For the last four years, Rose (Melanie Lynskey), who had gone to Paris with Charlie, had been keeping him locked in a dungeon in her basement.
But in the series finale, Charlie escaped.
Charlie collected his $2.5 million in music royalties, and then he started sending people presents. He sent his brother, Alan (Jon Cryer), his favorite cigars and a knife.
Something seemed suspicious when Alan tried to collect the royalties and just needed a copy of Charlie's death certificate to do so, but couldn't find one anywhere.
He also sent many of his old girlfriends checks to "buy something special."
Rose then showed up at Walden (Ashton Kutcher) and Alan's home to explain what had really happened…via creepy animated flashbacks.
After finding out Charlie had cheated on her, Rose tried to kick him in front of a train, but an animal was pushed in his place.
And the injured Charlie had been her hostage ever since.
That is, until he escaped.
Alan and Walden began to worry Charlie was going to kill them both, so they went to the police for help.
Arnold Schwarzenegger was their detective.
I mean, they did have their reasons.
(Side bar: John Stamos also made a cameo, as the new love interest for Walden's ex-wife, Bridget, played by Judy Greer.)

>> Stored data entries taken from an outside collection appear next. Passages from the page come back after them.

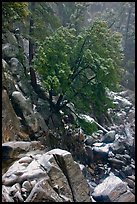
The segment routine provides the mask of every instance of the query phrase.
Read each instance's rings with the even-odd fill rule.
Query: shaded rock
[[[20,191],[20,188],[21,188],[21,186],[20,186],[19,183],[14,184],[14,185],[10,188],[10,195],[15,195],[15,193],[16,193],[17,191]]]
[[[125,155],[124,154],[116,154],[115,158],[123,161],[125,164],[131,163],[131,158],[128,154],[125,154]]]
[[[127,184],[113,174],[95,187],[92,194],[96,201],[114,202],[120,199],[121,194],[127,192]]]
[[[110,163],[110,165],[114,168],[122,168],[122,165],[125,165],[125,163],[119,159],[115,159],[115,158],[108,158],[108,162]]]
[[[115,140],[115,134],[116,132],[114,130],[111,130],[103,136],[101,141],[106,143],[113,142]]]
[[[133,189],[135,188],[135,182],[133,180],[126,178],[125,181],[127,182],[130,188],[133,188]]]
[[[34,150],[43,150],[43,145],[38,141],[11,141],[2,144],[3,159],[4,157],[19,158],[20,154]]]
[[[6,57],[16,57],[19,53],[19,49],[15,45],[11,45],[10,43],[6,43],[2,45],[2,55],[4,58]]]
[[[17,81],[22,80],[22,78],[24,78],[24,68],[23,68],[23,65],[15,57],[11,58],[9,63],[10,63],[10,72],[14,76],[14,78]]]
[[[32,184],[30,181],[24,181],[22,184],[22,188],[25,188],[27,191],[32,190]]]
[[[86,145],[92,146],[92,144],[93,144],[94,142],[97,142],[97,141],[99,141],[99,140],[96,139],[96,138],[94,138],[94,137],[92,137],[92,136],[88,136],[88,137],[84,140],[84,143],[85,143]]]
[[[134,176],[134,175],[132,175],[132,176],[127,176],[127,178],[128,178],[128,179],[131,179],[132,181],[135,182],[135,176]]]
[[[21,92],[14,91],[12,98],[15,104],[14,106],[16,106],[16,112],[21,114],[26,125],[30,127],[33,132],[38,132],[40,129],[44,131],[48,130],[42,116],[37,111],[33,111],[30,101],[26,99]]]
[[[108,158],[109,147],[107,145],[101,147],[93,147],[94,161],[106,161]]]
[[[135,202],[135,195],[128,190],[115,199],[114,202]]]
[[[15,195],[13,196],[13,199],[14,199],[14,202],[24,202],[24,199],[20,191],[17,191],[15,193]]]
[[[23,49],[24,49],[24,54],[28,57],[29,56],[29,40],[23,39]]]
[[[94,155],[93,155],[93,149],[91,146],[85,146],[85,154],[86,154],[86,164],[90,165],[91,163],[93,163],[93,158],[94,158]]]
[[[26,139],[21,123],[12,107],[7,91],[2,91],[2,142]]]
[[[131,166],[123,166],[122,171],[126,176],[132,176],[132,167]]]
[[[17,39],[13,33],[7,31],[5,34],[5,37],[6,37],[6,41],[8,43],[11,43],[12,45],[18,46]]]
[[[123,141],[118,140],[118,139],[113,142],[113,144],[111,145],[111,148],[112,148],[112,152],[114,154],[116,154],[116,153],[124,154],[124,150],[126,149],[125,143]]]

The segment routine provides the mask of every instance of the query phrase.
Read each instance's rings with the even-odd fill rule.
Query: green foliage
[[[2,2],[2,28],[12,29],[13,23],[24,22],[28,14],[27,2]]]
[[[78,124],[87,135],[92,134],[93,132],[96,132],[98,130],[97,125],[94,122],[91,123],[84,118],[78,117]]]
[[[103,4],[103,11],[100,14],[98,12],[98,18],[105,20],[113,31],[122,34],[123,68],[125,71],[123,70],[120,83],[129,88],[135,78],[135,2],[113,2],[111,4],[103,2]],[[130,64],[131,61],[132,64]],[[128,77],[125,77],[127,71],[129,74]]]
[[[34,68],[42,76],[45,88],[53,89],[55,94],[63,94],[68,88],[73,32],[61,27],[53,36],[46,37],[45,42],[38,44]]]
[[[85,27],[88,2],[55,2],[61,25],[75,28],[79,33]]]
[[[115,90],[122,60],[121,36],[95,21],[77,35],[75,29],[60,27],[38,43],[33,65],[45,88],[63,95],[78,112],[99,115],[110,107],[106,88]],[[63,102],[63,101],[62,101]]]
[[[36,40],[45,40],[45,36],[49,36],[59,26],[61,26],[59,19],[52,8],[53,5],[54,2],[35,2],[35,9],[30,13],[34,22],[34,42]]]

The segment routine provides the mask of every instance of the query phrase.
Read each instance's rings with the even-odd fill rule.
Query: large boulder
[[[103,138],[102,138],[102,142],[106,142],[106,143],[108,143],[108,142],[113,142],[114,140],[115,140],[115,134],[116,134],[116,132],[115,132],[115,130],[111,130],[111,131],[109,131],[109,132],[107,132],[104,136],[103,136]]]
[[[28,149],[28,144],[23,146]],[[2,183],[3,200],[7,201],[92,202],[78,163],[70,152],[61,149],[28,152],[10,166]]]
[[[2,90],[2,142],[26,139],[27,134],[23,134],[21,123],[18,119],[7,91]]]
[[[23,65],[15,57],[12,57],[9,63],[10,63],[10,73],[14,76],[14,78],[20,81],[22,77],[24,76]]]
[[[25,141],[10,141],[2,144],[2,170],[6,171],[10,165],[25,156],[28,152],[42,151],[43,146],[38,141],[25,142]]]
[[[124,199],[124,202],[133,202],[135,200],[135,196],[128,191],[127,183],[114,174],[109,175],[95,187],[92,196],[99,202],[121,202],[122,199]]]
[[[32,109],[30,100],[26,99],[19,91],[12,93],[12,99],[16,111],[18,114],[21,113],[23,115],[26,125],[30,127],[33,132],[38,132],[40,129],[47,132],[48,127],[44,119],[35,109]]]

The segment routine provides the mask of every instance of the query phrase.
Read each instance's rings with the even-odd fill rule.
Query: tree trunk
[[[31,16],[30,16],[30,26],[29,26],[29,65],[31,65],[32,59],[33,59],[33,55],[34,55],[34,46],[33,46],[33,42],[32,42],[32,36],[33,36],[33,26],[34,26],[34,20],[33,20],[33,16],[32,13],[35,10],[35,2],[30,2],[30,12],[31,12]]]
[[[36,87],[37,80],[36,80],[36,74],[34,69],[32,68],[32,59],[34,56],[34,44],[33,44],[33,26],[34,26],[34,20],[33,20],[33,12],[35,10],[35,2],[30,2],[30,25],[29,25],[29,67],[30,67],[30,78],[31,78],[31,85],[32,87]]]
[[[125,59],[127,58],[127,48],[128,48],[128,32],[129,32],[129,24],[131,19],[131,13],[132,13],[132,6],[129,8],[128,17],[127,17],[127,25],[126,25],[126,33],[125,33],[125,46],[124,46],[124,53],[125,53]]]

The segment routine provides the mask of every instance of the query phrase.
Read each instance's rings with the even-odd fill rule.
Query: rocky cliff
[[[93,134],[64,117],[59,135],[31,86],[28,40],[8,32],[2,43],[2,201],[135,202],[134,92],[108,92],[111,123]]]

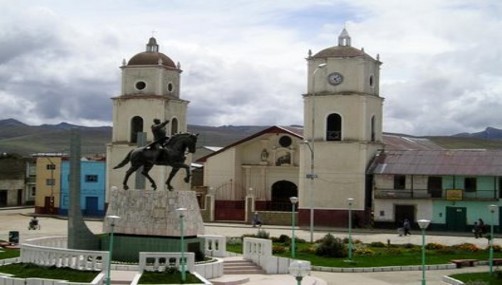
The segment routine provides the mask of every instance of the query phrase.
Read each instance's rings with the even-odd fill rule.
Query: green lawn
[[[0,272],[12,274],[17,278],[45,278],[68,280],[70,282],[90,283],[99,274],[97,271],[81,271],[55,266],[39,266],[31,263],[14,263],[0,266]]]
[[[383,266],[406,266],[422,264],[422,249],[418,245],[384,245],[372,246],[371,244],[354,244],[352,260],[346,262],[347,255],[342,257],[325,257],[315,254],[317,244],[300,242],[296,244],[295,258],[309,260],[312,265],[325,267],[383,267]],[[460,247],[434,246],[427,249],[425,263],[446,264],[452,259],[478,259],[488,260],[488,251],[479,249],[473,245],[465,244]],[[227,244],[227,250],[242,253],[242,245]],[[274,255],[281,257],[291,257],[289,242],[273,242]],[[502,258],[502,252],[494,253],[495,258]]]
[[[490,276],[489,272],[477,272],[477,273],[461,273],[450,275],[450,277],[460,280],[464,283],[467,282],[484,282],[482,284],[486,285],[500,285],[502,284],[502,271],[495,271],[493,275]]]
[[[0,250],[0,259],[19,257],[19,254],[19,249],[2,248]]]

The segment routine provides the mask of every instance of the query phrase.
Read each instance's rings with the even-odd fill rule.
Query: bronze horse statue
[[[121,168],[127,163],[131,162],[131,166],[126,171],[123,185],[124,190],[129,189],[127,186],[127,180],[132,173],[134,173],[138,168],[143,166],[143,170],[141,174],[145,176],[148,181],[150,181],[153,190],[157,189],[157,184],[155,181],[148,175],[148,172],[153,168],[154,165],[169,165],[172,167],[171,173],[169,173],[169,177],[166,180],[167,189],[169,191],[173,190],[171,186],[171,180],[174,175],[180,170],[180,168],[184,168],[186,172],[185,182],[190,182],[190,166],[185,164],[185,152],[188,149],[188,152],[194,153],[195,146],[197,144],[197,136],[198,134],[190,134],[190,133],[181,133],[172,136],[167,144],[164,147],[150,147],[150,146],[142,146],[131,150],[127,156],[115,166],[113,169]]]

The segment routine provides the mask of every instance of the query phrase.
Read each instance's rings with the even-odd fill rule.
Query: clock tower
[[[300,162],[300,225],[346,226],[371,213],[366,168],[383,148],[379,57],[351,46],[344,28],[338,44],[309,52]],[[351,199],[349,199],[351,198]]]
[[[167,135],[186,132],[186,112],[188,101],[180,98],[180,64],[159,51],[155,38],[150,38],[146,50],[134,55],[128,62],[124,59],[122,66],[121,94],[113,101],[113,133],[112,141],[107,145],[107,189],[111,186],[122,187],[126,167],[113,169],[130,150],[153,141],[151,125],[154,119],[169,120],[166,125]],[[150,176],[157,185],[164,185],[167,178],[165,166],[155,166]],[[131,188],[142,185],[142,175],[131,176]],[[176,177],[175,177],[176,178]],[[140,182],[138,182],[140,181]],[[176,190],[188,187],[186,183],[174,181]],[[144,186],[139,186],[143,187]],[[146,185],[147,189],[149,185]]]

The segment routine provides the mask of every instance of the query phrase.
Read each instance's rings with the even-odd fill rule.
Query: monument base
[[[204,260],[204,239],[194,236],[183,238],[185,252],[195,253],[195,261]],[[110,248],[110,236],[105,236],[101,242],[101,250]],[[114,261],[139,262],[140,252],[181,252],[181,238],[152,237],[135,235],[113,235]]]
[[[182,215],[177,211],[185,208]],[[204,257],[204,223],[194,191],[123,190],[110,193],[107,216],[113,221],[113,260],[138,262],[140,252],[186,252]],[[105,217],[101,249],[108,250],[112,221]],[[183,232],[181,225],[183,224]]]

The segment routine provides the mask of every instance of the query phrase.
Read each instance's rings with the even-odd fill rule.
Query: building
[[[61,193],[62,153],[33,155],[36,164],[36,214],[57,214]]]
[[[67,216],[70,203],[70,162],[61,165],[61,194],[59,215]],[[100,160],[80,161],[80,208],[84,217],[105,215],[106,162]]]
[[[290,224],[280,212],[297,196],[302,227],[345,227],[350,207],[354,226],[425,218],[432,229],[467,231],[493,218],[498,228],[502,150],[384,135],[381,64],[352,47],[345,29],[338,45],[309,52],[304,129],[273,126],[198,160],[214,199],[206,220],[250,222],[259,211],[265,223]]]
[[[113,101],[113,134],[107,145],[107,189],[122,187],[128,166],[113,169],[126,155],[138,146],[153,141],[150,126],[155,118],[165,121],[167,134],[187,131],[186,110],[188,101],[181,99],[180,64],[159,51],[155,38],[150,38],[146,50],[134,55],[122,66],[121,94]],[[190,161],[191,158],[187,158]],[[155,166],[150,176],[161,186],[167,179],[165,166]],[[188,190],[189,184],[175,177],[176,190]],[[162,182],[161,182],[162,181]],[[129,179],[132,189],[145,189],[142,175],[133,174]],[[135,184],[132,186],[132,184]]]
[[[431,229],[463,232],[481,218],[500,228],[502,150],[382,150],[368,173],[378,226],[425,218]]]
[[[17,154],[0,154],[0,207],[24,205],[31,198],[25,182],[27,160]]]

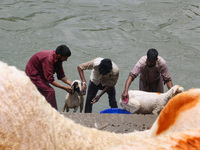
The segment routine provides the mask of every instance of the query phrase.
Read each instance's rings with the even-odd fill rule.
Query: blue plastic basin
[[[102,110],[100,114],[131,114],[127,110],[120,109],[120,108],[109,108]]]

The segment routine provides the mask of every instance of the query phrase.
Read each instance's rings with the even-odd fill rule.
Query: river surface
[[[80,63],[96,57],[116,63],[120,69],[117,101],[130,70],[150,48],[166,60],[174,85],[200,88],[199,0],[0,1],[0,61],[24,70],[33,54],[61,44],[72,52],[63,64],[71,81],[80,79]],[[90,71],[85,76],[89,81]],[[130,89],[137,90],[138,81]],[[67,93],[54,89],[62,111]],[[107,108],[105,94],[93,112]]]

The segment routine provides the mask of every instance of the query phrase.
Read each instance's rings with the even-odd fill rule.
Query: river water
[[[0,60],[24,70],[36,52],[66,44],[72,56],[64,70],[73,81],[80,79],[80,63],[110,58],[120,69],[119,101],[129,71],[155,48],[166,60],[174,85],[198,88],[199,7],[199,0],[1,0]],[[85,71],[87,81],[89,75]],[[130,89],[138,89],[138,81]],[[61,111],[66,92],[54,89]],[[107,108],[105,94],[93,112]]]

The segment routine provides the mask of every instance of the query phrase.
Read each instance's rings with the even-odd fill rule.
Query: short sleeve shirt
[[[112,71],[106,75],[100,75],[98,66],[104,58],[98,57],[86,63],[82,63],[79,67],[82,70],[92,70],[90,74],[90,80],[95,84],[102,84],[103,86],[114,86],[119,78],[119,68],[112,62]]]

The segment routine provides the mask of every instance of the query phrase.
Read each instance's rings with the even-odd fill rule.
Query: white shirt
[[[104,58],[98,57],[89,62],[82,63],[79,67],[82,70],[92,70],[90,80],[95,84],[102,84],[102,86],[114,86],[119,78],[119,68],[112,62],[112,71],[106,75],[100,75],[98,66]]]

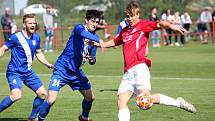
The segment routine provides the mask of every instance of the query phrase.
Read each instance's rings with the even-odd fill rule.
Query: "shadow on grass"
[[[23,118],[0,118],[0,121],[28,121],[28,120]]]
[[[112,91],[112,92],[117,92],[118,89],[101,89],[99,90],[100,92],[104,92],[104,91]]]

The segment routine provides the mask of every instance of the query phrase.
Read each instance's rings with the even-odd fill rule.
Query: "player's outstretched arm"
[[[175,32],[179,32],[180,34],[185,34],[187,32],[186,29],[183,28],[182,26],[171,24],[168,21],[160,21],[158,23],[158,27],[160,27],[160,28],[170,28]]]
[[[104,42],[104,47],[105,48],[109,48],[109,47],[114,47],[115,46],[115,43],[114,43],[114,40],[109,40],[107,42]]]
[[[8,47],[6,45],[3,45],[1,48],[0,48],[0,57],[4,55],[4,52],[8,50]]]
[[[40,63],[44,64],[47,66],[49,69],[54,69],[53,64],[49,63],[48,60],[46,59],[45,55],[43,54],[42,50],[39,49],[36,51],[36,57],[40,61]]]

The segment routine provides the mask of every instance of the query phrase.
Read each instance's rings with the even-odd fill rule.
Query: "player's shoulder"
[[[15,32],[15,33],[11,34],[11,35],[10,35],[10,38],[16,37],[16,34],[17,34],[17,33],[18,33],[18,32]]]
[[[141,22],[141,23],[147,23],[147,22],[152,22],[152,21],[150,21],[150,20],[148,20],[148,19],[140,19],[140,22]]]
[[[9,40],[12,40],[12,41],[18,40],[17,34],[19,34],[19,33],[21,33],[21,32],[15,32],[15,33],[11,34],[9,37]]]
[[[157,21],[150,21],[150,20],[147,20],[147,19],[140,19],[140,25],[141,26],[147,26],[147,25],[154,25],[154,24],[157,24],[158,22]]]
[[[74,28],[84,28],[84,25],[81,23],[77,23],[77,24],[75,24]]]
[[[33,39],[37,39],[37,40],[40,40],[40,36],[39,36],[39,34],[38,33],[33,33]]]

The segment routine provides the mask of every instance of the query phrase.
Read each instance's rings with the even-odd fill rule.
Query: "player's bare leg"
[[[57,99],[58,91],[49,90],[48,100],[44,101],[40,107],[38,121],[45,120],[45,117],[48,115],[50,108],[54,105]]]
[[[163,94],[152,94],[152,99],[154,104],[174,106],[191,113],[196,113],[196,108],[191,103],[188,103],[181,97],[174,99]]]
[[[132,97],[133,92],[127,91],[118,95],[118,118],[119,121],[130,121],[130,111],[128,109],[128,102]]]
[[[5,97],[0,103],[0,112],[10,107],[14,102],[21,99],[22,91],[20,89],[13,89],[10,96]]]

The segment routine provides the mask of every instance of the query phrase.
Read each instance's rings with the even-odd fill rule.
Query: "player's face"
[[[90,31],[95,31],[99,24],[99,18],[93,18],[85,21],[86,21],[86,26]]]
[[[33,34],[36,30],[36,19],[35,18],[26,18],[24,23],[24,28],[27,34]]]
[[[126,20],[131,27],[139,22],[139,17],[140,15],[136,12],[133,12],[132,14],[126,14]]]

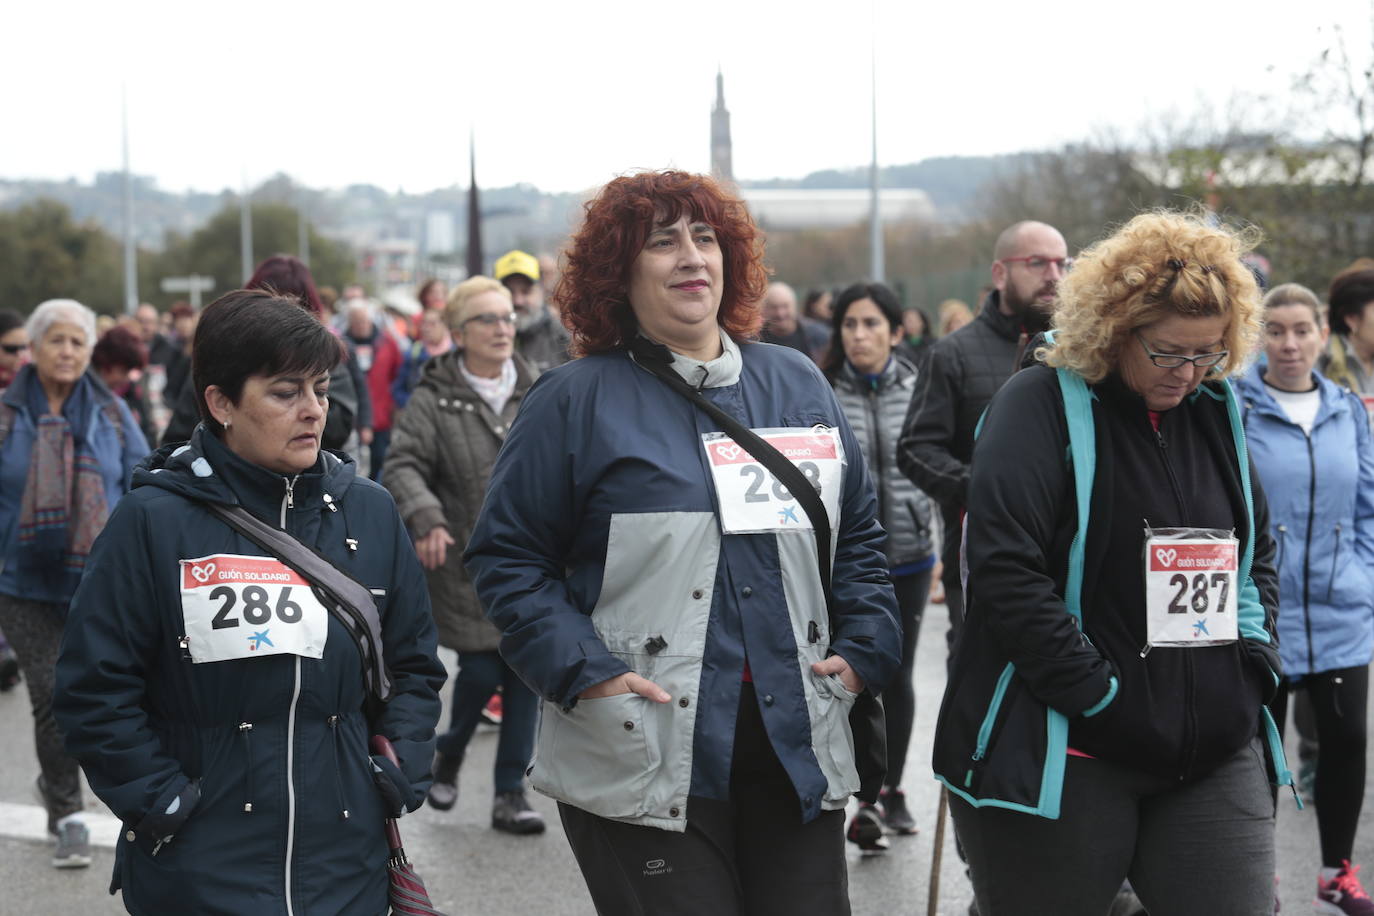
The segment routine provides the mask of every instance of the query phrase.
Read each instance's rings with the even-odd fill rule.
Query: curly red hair
[[[758,333],[759,302],[768,285],[763,234],[744,201],[713,179],[675,170],[622,175],[586,211],[553,294],[572,331],[575,355],[614,349],[635,333],[626,295],[630,268],[655,223],[676,222],[684,213],[707,223],[720,242],[725,288],[716,321],[737,341]]]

But in the end, it was Alan, Walden, and especially Lorre who got the last laugh. A piano was dropped on a Sheen look-alike's head, truly killing the character this time, it would seem.
Lorre even used Sheen's catchphrase to seal the deal.
And then Lorre explained the final scene using his signature production company vanity card after the end credits.
In an interview with Variety about the series finale, Lorre said he hadn't directly spoken with Sheen since the events that led to the actor being fired.
"I made a decision a month or so ago that there was so much demand, so much excitement about seeing Charlie come back for the finale that it was the right thing to do to try to come up with something we could have fun with, to poke fun at all the craziness," Lorre explained. "It was presented to him. He didn't like it. And we weren't excited about what he wanted to do. So it didn't go forward ... I think it would have been a really cool way to end the finale, to give him a real featured moment to talk straight to the camera, to do his thing and blow the whole thing up at the end. It wasn't meant to be."